The other day I mentioned on LinkedIn that I was looking for a freelancer web developer. A USA-based agency messaged me to express interest. Their rate — $150/hour. This a common rate for an experienced US-based web developer. The project I need help with has a budget of about $1000 per month, so this rate would give me under six hours of work, once rounding and communications overhead (or project manager) is factored in. I ended up going to UpWork.com and hiring two developers: one from Ukraine for $20/hour, and one from India for $10 per hour. The Indian developer will do close to 100 hours of work for the same cost. So that’s the basic case for sourcing your own freelancers. The details are considerably more complicated: sometimes a $150/hour developer is a better value than a $10/hour one: a good programmer can be far more productive than an average one, and a bad one will just waste your time and money. The trouble is that if you don’t know what you’re doing, you may end up paying high-end prices for shoddy or useless work. Here is how I approach hiring freelancers:
Good people are hard to find
Whether you’re hiring app developers, artists, video editors, or a project manager, there are usually huge differences between the productivity and quality of freelancers. The average quality of the people who will apply or be recommended for your freelance job posts will be quite low. Most highly-skilled engineers are not interested in freelancing or busy with existing projects, while the bad apples bounce from one project to another.
UpWork makes an effort to recommend the most qualified people for the job, but the candidates often engage in deceptive tactics boost their ratings. Freelancers will steal the information from good profiles, lie about their skills and experience, promise to take on projects they don’t have skills for, or hold your work hostage in exchange for good ratings (yes, this has happened to me).
If you add more rigorous qualifications or required experience to your post, they will use them against you: the frauds will promise to be experts, but honest freelancers (people are rarely a perfect fit) will move on. Many will try to circumvent UpWork: they will email and call you, your boss, your coworkers, and anyone else associated with you on your LinkedIn profile.

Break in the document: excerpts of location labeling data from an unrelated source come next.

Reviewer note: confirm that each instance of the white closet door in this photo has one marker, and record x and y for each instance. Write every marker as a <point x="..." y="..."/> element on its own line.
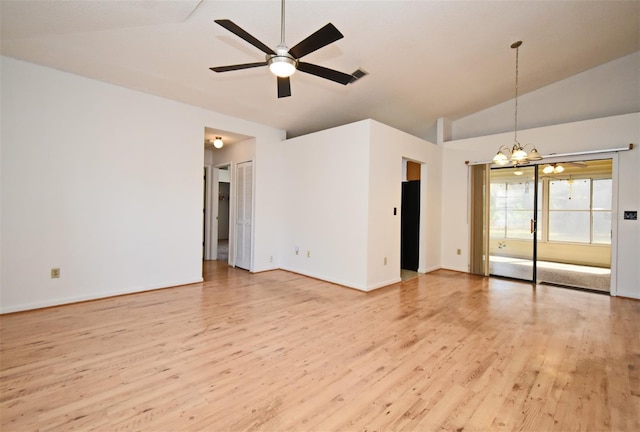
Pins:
<point x="244" y="215"/>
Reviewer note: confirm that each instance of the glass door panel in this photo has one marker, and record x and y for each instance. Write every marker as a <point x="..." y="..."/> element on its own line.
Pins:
<point x="512" y="227"/>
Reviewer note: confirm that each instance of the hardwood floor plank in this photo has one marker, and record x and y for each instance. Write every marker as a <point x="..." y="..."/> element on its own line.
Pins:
<point x="277" y="351"/>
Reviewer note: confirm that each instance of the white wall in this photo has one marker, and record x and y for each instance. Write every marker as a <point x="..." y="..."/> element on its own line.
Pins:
<point x="325" y="204"/>
<point x="103" y="182"/>
<point x="604" y="133"/>
<point x="341" y="187"/>
<point x="388" y="148"/>
<point x="604" y="91"/>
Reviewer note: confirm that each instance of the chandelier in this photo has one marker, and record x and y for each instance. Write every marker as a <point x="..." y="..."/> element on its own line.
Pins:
<point x="517" y="154"/>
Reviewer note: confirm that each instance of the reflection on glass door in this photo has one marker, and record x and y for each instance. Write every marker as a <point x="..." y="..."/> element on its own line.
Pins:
<point x="512" y="227"/>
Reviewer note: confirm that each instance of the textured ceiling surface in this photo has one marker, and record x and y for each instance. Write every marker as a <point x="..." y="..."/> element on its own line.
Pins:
<point x="425" y="59"/>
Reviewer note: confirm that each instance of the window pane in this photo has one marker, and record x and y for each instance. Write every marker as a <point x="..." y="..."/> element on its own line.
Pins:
<point x="569" y="226"/>
<point x="569" y="194"/>
<point x="519" y="224"/>
<point x="498" y="220"/>
<point x="520" y="196"/>
<point x="602" y="227"/>
<point x="602" y="194"/>
<point x="498" y="224"/>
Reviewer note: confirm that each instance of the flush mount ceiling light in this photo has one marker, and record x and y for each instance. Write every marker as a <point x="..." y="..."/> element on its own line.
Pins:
<point x="553" y="169"/>
<point x="517" y="155"/>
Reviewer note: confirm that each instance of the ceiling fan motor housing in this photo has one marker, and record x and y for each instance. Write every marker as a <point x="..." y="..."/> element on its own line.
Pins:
<point x="282" y="63"/>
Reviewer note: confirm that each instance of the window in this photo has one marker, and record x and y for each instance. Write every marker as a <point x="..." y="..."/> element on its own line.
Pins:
<point x="511" y="209"/>
<point x="574" y="208"/>
<point x="580" y="211"/>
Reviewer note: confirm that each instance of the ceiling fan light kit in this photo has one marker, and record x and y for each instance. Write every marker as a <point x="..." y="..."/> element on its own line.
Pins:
<point x="517" y="155"/>
<point x="283" y="62"/>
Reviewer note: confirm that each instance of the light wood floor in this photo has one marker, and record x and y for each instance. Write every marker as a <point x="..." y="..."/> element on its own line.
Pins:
<point x="278" y="351"/>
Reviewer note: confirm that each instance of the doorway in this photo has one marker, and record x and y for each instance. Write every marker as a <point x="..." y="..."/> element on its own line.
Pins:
<point x="551" y="223"/>
<point x="224" y="208"/>
<point x="244" y="215"/>
<point x="410" y="219"/>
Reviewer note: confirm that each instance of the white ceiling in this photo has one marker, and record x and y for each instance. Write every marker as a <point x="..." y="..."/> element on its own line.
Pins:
<point x="426" y="59"/>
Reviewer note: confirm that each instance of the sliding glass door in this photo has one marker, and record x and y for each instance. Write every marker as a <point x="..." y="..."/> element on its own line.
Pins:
<point x="514" y="204"/>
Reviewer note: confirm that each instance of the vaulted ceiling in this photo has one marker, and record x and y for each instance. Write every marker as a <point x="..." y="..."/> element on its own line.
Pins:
<point x="425" y="59"/>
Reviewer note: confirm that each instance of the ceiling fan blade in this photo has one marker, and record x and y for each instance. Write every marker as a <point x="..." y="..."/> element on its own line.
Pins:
<point x="236" y="30"/>
<point x="237" y="67"/>
<point x="322" y="37"/>
<point x="284" y="87"/>
<point x="326" y="73"/>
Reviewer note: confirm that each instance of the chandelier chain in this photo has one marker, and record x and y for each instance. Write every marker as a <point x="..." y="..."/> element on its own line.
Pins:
<point x="516" y="99"/>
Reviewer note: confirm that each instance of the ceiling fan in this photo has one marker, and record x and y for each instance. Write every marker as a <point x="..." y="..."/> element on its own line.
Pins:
<point x="284" y="61"/>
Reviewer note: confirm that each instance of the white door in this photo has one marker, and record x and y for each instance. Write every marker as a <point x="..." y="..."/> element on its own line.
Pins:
<point x="244" y="215"/>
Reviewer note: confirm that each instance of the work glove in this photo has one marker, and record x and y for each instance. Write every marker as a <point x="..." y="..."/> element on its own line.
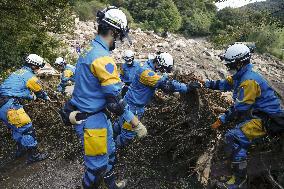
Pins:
<point x="193" y="85"/>
<point x="217" y="124"/>
<point x="140" y="130"/>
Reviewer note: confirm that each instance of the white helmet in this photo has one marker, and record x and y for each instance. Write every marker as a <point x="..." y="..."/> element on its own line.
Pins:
<point x="128" y="57"/>
<point x="59" y="61"/>
<point x="164" y="61"/>
<point x="237" y="53"/>
<point x="35" y="60"/>
<point x="114" y="17"/>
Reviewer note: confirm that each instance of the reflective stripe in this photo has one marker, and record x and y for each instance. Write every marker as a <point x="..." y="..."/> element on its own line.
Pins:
<point x="249" y="91"/>
<point x="149" y="78"/>
<point x="253" y="129"/>
<point x="230" y="80"/>
<point x="33" y="84"/>
<point x="121" y="70"/>
<point x="127" y="126"/>
<point x="105" y="70"/>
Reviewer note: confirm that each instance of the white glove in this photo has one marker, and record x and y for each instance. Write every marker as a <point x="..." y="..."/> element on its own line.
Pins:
<point x="140" y="130"/>
<point x="48" y="99"/>
<point x="72" y="118"/>
<point x="34" y="97"/>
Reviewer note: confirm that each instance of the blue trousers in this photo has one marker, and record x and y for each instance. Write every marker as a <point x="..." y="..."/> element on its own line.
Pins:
<point x="19" y="123"/>
<point x="239" y="139"/>
<point x="123" y="130"/>
<point x="96" y="136"/>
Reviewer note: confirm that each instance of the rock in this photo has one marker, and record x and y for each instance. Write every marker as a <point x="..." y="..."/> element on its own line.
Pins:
<point x="179" y="43"/>
<point x="164" y="45"/>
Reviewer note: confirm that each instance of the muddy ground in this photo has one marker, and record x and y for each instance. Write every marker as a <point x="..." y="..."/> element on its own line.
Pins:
<point x="179" y="133"/>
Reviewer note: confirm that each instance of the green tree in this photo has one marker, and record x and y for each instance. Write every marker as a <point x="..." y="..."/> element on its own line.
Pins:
<point x="197" y="16"/>
<point x="25" y="27"/>
<point x="155" y="15"/>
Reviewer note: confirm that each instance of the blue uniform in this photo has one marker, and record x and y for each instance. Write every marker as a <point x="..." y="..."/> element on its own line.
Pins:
<point x="127" y="72"/>
<point x="68" y="74"/>
<point x="251" y="92"/>
<point x="140" y="93"/>
<point x="22" y="84"/>
<point x="96" y="78"/>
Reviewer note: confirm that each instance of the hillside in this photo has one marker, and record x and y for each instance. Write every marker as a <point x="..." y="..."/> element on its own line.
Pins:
<point x="180" y="148"/>
<point x="274" y="7"/>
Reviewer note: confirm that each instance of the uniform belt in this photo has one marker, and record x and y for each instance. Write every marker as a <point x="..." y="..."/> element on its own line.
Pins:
<point x="83" y="115"/>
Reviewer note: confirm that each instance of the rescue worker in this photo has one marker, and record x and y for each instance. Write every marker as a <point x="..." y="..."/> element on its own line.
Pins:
<point x="68" y="73"/>
<point x="147" y="79"/>
<point x="128" y="70"/>
<point x="22" y="84"/>
<point x="97" y="88"/>
<point x="255" y="102"/>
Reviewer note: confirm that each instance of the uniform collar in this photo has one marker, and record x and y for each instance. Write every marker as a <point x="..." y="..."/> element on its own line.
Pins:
<point x="240" y="73"/>
<point x="101" y="41"/>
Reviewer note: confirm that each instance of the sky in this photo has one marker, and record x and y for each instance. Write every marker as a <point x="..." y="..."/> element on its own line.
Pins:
<point x="235" y="3"/>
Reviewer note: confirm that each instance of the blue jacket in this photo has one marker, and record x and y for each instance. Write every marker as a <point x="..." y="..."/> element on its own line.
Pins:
<point x="22" y="84"/>
<point x="96" y="79"/>
<point x="127" y="73"/>
<point x="250" y="92"/>
<point x="68" y="74"/>
<point x="146" y="81"/>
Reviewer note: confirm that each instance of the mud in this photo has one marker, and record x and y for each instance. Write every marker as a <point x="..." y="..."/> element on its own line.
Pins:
<point x="178" y="134"/>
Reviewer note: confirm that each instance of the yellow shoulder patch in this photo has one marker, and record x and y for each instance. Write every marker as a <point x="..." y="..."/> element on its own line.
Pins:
<point x="68" y="73"/>
<point x="33" y="84"/>
<point x="121" y="70"/>
<point x="251" y="90"/>
<point x="149" y="78"/>
<point x="230" y="80"/>
<point x="105" y="69"/>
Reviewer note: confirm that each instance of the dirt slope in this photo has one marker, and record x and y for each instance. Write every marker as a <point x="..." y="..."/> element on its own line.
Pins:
<point x="178" y="126"/>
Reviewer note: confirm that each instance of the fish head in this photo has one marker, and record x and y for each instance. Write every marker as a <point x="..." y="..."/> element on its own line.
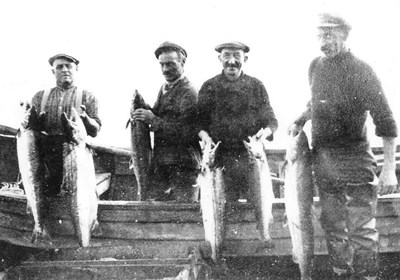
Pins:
<point x="74" y="129"/>
<point x="255" y="148"/>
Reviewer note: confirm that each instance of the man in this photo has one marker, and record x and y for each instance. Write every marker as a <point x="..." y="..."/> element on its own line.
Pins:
<point x="172" y="119"/>
<point x="344" y="89"/>
<point x="232" y="107"/>
<point x="52" y="103"/>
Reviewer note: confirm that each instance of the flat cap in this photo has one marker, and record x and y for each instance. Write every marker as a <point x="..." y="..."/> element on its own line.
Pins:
<point x="61" y="55"/>
<point x="332" y="20"/>
<point x="169" y="46"/>
<point x="232" y="45"/>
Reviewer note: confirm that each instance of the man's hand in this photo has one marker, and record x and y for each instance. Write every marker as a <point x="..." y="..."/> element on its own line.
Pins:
<point x="204" y="136"/>
<point x="143" y="115"/>
<point x="294" y="129"/>
<point x="264" y="133"/>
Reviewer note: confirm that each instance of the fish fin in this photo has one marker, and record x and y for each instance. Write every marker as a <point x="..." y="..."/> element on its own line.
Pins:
<point x="96" y="229"/>
<point x="264" y="245"/>
<point x="128" y="123"/>
<point x="41" y="236"/>
<point x="314" y="217"/>
<point x="28" y="209"/>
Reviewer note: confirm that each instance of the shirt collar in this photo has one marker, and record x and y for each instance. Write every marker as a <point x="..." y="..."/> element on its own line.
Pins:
<point x="170" y="85"/>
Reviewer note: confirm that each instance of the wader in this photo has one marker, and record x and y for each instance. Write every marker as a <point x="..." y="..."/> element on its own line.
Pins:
<point x="348" y="196"/>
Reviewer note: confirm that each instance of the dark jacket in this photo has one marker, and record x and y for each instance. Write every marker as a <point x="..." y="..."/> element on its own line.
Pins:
<point x="174" y="127"/>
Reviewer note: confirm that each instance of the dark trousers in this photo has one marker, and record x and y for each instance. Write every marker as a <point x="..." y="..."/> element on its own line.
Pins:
<point x="348" y="219"/>
<point x="52" y="157"/>
<point x="349" y="199"/>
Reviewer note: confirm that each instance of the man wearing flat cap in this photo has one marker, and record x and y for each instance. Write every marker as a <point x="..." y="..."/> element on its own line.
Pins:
<point x="172" y="119"/>
<point x="52" y="103"/>
<point x="232" y="107"/>
<point x="343" y="90"/>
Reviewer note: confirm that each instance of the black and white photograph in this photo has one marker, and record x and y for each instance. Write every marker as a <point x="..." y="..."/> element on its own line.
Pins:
<point x="200" y="140"/>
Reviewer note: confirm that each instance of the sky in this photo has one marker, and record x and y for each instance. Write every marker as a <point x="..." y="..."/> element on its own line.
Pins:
<point x="115" y="42"/>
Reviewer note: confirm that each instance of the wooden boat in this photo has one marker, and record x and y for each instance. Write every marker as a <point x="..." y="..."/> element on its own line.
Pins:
<point x="147" y="230"/>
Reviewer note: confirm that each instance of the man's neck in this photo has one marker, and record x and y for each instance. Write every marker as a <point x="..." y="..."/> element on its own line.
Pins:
<point x="65" y="86"/>
<point x="233" y="78"/>
<point x="175" y="81"/>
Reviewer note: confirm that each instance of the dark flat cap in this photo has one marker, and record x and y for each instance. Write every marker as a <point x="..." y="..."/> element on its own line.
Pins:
<point x="61" y="55"/>
<point x="233" y="45"/>
<point x="169" y="46"/>
<point x="331" y="20"/>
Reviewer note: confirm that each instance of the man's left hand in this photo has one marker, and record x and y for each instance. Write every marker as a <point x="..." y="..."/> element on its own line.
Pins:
<point x="143" y="115"/>
<point x="264" y="133"/>
<point x="387" y="182"/>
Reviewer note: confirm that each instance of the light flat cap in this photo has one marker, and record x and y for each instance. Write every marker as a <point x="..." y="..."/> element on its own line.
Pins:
<point x="332" y="20"/>
<point x="233" y="45"/>
<point x="65" y="56"/>
<point x="169" y="46"/>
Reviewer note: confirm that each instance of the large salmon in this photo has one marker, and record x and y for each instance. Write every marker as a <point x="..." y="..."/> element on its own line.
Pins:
<point x="299" y="202"/>
<point x="212" y="199"/>
<point x="32" y="170"/>
<point x="79" y="181"/>
<point x="260" y="184"/>
<point x="141" y="148"/>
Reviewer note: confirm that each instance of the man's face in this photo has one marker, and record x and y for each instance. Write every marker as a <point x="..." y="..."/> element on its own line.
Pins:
<point x="171" y="67"/>
<point x="232" y="61"/>
<point x="64" y="70"/>
<point x="331" y="41"/>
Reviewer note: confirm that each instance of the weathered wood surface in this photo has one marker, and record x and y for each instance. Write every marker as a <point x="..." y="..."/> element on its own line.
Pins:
<point x="159" y="223"/>
<point x="168" y="268"/>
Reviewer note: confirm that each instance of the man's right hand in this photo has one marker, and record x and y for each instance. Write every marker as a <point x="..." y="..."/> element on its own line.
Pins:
<point x="294" y="129"/>
<point x="204" y="136"/>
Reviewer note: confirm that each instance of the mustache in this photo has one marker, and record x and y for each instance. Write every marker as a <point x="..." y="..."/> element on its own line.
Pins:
<point x="235" y="65"/>
<point x="325" y="48"/>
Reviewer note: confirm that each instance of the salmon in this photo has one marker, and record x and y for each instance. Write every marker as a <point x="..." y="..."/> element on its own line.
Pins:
<point x="299" y="202"/>
<point x="32" y="170"/>
<point x="141" y="148"/>
<point x="79" y="181"/>
<point x="261" y="190"/>
<point x="212" y="199"/>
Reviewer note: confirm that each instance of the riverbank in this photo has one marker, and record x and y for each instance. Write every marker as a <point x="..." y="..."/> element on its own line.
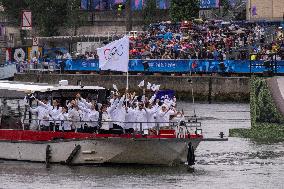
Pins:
<point x="205" y="88"/>
<point x="267" y="120"/>
<point x="261" y="132"/>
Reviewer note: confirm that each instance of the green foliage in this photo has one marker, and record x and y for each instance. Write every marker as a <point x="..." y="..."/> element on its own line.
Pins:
<point x="261" y="132"/>
<point x="267" y="121"/>
<point x="48" y="15"/>
<point x="149" y="12"/>
<point x="184" y="10"/>
<point x="263" y="108"/>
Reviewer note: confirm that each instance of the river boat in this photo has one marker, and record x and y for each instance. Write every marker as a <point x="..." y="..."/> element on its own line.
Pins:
<point x="173" y="145"/>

It’s possible to screen out the worst applicants (see below), but the only way to identify the 1% who are affordable and qualified is to test them.
How I do freelancer screening
A typical job, assuming a decent description will get about 100 applicants. If you get significantly less than that, your job needs a more detailed description of your project.
You can screen out 90% of candidates by filtering for a 90% job success rate, 1000+ hours worked, good reviews, a credible portfolio, and 10+ high test scores. However, this will usually raise the hourly rate.
1 Screening questions:
I typically do minimal profile screening simply because good profiles are easy to fake. Many individual profiles are secretly teams or agencies, and 1000+ hours on UpWork doesn’t mean anything when they put a brand new guy on your job. I also just don’t have time to screen 100+ applications for each job:
My screening process has three parts:
I ask simple questions which require job-specific experience to answer.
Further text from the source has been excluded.